Castro
Castro copied to clipboard
add capability to use James solver for gravity BCs
AMReX now has a James BC solver:
https://github.com/AMReX-Codes/amrex/pull/2912
we should add the ability to use this instead of the multipole solver for BCs.
As a comparison point for testing how this affects performance for an apples-to-apples test, build Exec/science/wdmerger
with make USE_CUDA=TRUE USE_MPI=TRUE DIM=3 TINY_PROFILE=TRUE
. This is the test case I ran on Perlmutter across 4 GPUs:
srun nsys profile -f true -s none -o wdmerger_256_%q{SLURM_PROCID} ./Castro3d.gnu.TPROF.MPI.CUDA.ex inputs amr.n_cell = 256 256 256 max_step = 10 amr.max_grid_size = 64 amr.blocking_factor = 16 amr.plot_files_output = 0 amr.checkpoint_files_output = 0
(The interactive job was allocated with salloc -N 1 --gpus-per-task=1 --gpu-bind=map_gpu:0,1,2,3 --tasks-per-node=4 -t 120 --qos=interactive -A m3018_g -C gpu
).
This is what the profile looks like on the last timestep.

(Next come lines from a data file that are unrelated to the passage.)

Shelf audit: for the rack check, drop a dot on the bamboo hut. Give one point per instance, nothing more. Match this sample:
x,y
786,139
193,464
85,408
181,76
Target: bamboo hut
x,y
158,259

The gravity solve takes 79 ms, of which 24 ms is spent in the multipole BC and 55 ms is spent in the Poisson solve.
This is not the only relevant configuration to consider; at larger scale, gravity tends to dominate over hydro and the profile looks a bit different, making the BCs less important. But it's a useful starting point for analysis.